活版印刷紀行

いまはほとんど姿を消した「活版印刷」ゆかりの地をゆっくり探訪したり、印刷がらみの話題を提供します。

渋沢栄一と平野富二

2010-11-15 09:21:22 | 活版印刷のふるさと紀行
 最近、ちょっとした渋沢栄一のブームです。
 上海万博に行ったとき、通訳についてくれた中国人の青年が日本留学中、埼玉深谷の渋沢さんのところでご厄介になった話から「渋沢栄一礼賛論」を語り始め、驚かされた記憶が蘇ってきました。
 
 たまたま、先月(2010・10・15)文芸春秋から出た『祖父・渋沢栄一に学んだこと』を読みました。表題通り祖父渋沢栄一が名付け親のお孫さん鮫島純子さんのエッセイで、「お金持ちの暮らしはそうだったのか」とわが身にひきかえ、感心しながら読みました。
 また、幻冬舎からも『渋沢栄一』が出ています。サブタイトルに人こそ力なりとあります。『祖父・渋沢栄一』の方の帯には「500余の事業を興しながら財閥を作らず人を育て助けることを楽しんだ…」とあります。
 
 実は平野富二も渋沢栄一に助けられ、育てられた一人です。第一国立銀行創業当初の渋沢に、海運や造船が国家にとっていかに大事かを説きながら懸命に融資を依頼したのが平野でした。渋沢は第一国立銀行としての融資とは別に、鍋島・伊達家を説得して
当時の金で10万円、別に匿名組合をつくって20万円と多額の融資で石川島平野造船所を助けました。平野は石川島造船所の生みの親、渋沢は育ての親だったといえます。

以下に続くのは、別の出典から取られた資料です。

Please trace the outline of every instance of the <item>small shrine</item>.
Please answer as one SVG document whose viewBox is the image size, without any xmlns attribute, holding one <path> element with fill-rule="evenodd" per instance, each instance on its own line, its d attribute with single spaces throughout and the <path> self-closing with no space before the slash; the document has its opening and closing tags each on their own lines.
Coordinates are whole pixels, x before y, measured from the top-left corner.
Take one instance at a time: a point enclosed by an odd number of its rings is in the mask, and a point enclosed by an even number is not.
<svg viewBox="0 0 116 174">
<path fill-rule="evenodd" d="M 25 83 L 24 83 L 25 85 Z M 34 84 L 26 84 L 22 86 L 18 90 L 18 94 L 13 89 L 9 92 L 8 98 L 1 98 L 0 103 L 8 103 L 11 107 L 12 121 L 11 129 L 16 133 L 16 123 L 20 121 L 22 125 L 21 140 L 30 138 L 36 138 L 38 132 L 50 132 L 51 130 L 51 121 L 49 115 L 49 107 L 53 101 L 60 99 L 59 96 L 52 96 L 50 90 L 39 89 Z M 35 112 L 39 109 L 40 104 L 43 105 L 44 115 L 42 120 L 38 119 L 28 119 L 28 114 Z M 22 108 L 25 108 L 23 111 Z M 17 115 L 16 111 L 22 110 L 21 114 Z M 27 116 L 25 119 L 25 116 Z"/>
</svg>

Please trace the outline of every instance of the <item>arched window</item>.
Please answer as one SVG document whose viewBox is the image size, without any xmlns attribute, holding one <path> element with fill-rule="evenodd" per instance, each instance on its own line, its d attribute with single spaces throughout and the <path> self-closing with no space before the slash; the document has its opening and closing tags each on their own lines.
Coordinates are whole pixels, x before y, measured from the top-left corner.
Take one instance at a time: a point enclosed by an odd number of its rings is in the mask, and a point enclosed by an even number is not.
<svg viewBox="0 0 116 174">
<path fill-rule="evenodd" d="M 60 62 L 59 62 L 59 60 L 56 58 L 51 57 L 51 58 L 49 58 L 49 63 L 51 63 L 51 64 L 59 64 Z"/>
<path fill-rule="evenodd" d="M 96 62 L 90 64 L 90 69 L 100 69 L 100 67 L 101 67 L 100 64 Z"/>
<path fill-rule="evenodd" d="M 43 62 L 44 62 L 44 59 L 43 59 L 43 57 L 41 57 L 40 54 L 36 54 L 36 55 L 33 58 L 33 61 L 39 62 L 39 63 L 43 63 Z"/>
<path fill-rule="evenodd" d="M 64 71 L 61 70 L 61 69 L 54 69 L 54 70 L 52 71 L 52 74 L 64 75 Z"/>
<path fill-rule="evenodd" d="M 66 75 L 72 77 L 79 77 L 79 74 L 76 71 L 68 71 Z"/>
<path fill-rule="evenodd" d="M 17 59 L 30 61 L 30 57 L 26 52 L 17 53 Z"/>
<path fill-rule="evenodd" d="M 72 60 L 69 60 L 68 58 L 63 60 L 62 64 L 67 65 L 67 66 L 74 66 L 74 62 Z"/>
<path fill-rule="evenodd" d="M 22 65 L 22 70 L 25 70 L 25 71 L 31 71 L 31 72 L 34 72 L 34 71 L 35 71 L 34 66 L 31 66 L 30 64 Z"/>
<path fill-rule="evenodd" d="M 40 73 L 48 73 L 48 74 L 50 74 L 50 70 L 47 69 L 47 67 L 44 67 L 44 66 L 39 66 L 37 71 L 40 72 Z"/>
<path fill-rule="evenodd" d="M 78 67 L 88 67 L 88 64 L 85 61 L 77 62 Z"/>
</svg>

 ところで、いかにも平野が平野らしい、渋沢が渋沢らしい逸話が残っています。
 平野富二の死は突然でした。東京市の水道鉄管を外国から輸入するか、国産品を製造するか二派に別れての大論争のなか、国産で行くべしの演説中に倒れたのです。渋沢は
輸入派でした。平野は臆することなく恩人であり、自社の筆頭株主を向こうに回して論陣をはりました。 いっぽう、渋沢は平野をおくったのち、みずから石川島造船所の取締役会長に就任して会社発展に力を尽します。

 忘れられていた追悼碑が落ち着き場所を得たり、忘れられないで、遺徳が本になったりするのは日本文化を見直す意味でもうれしいことです。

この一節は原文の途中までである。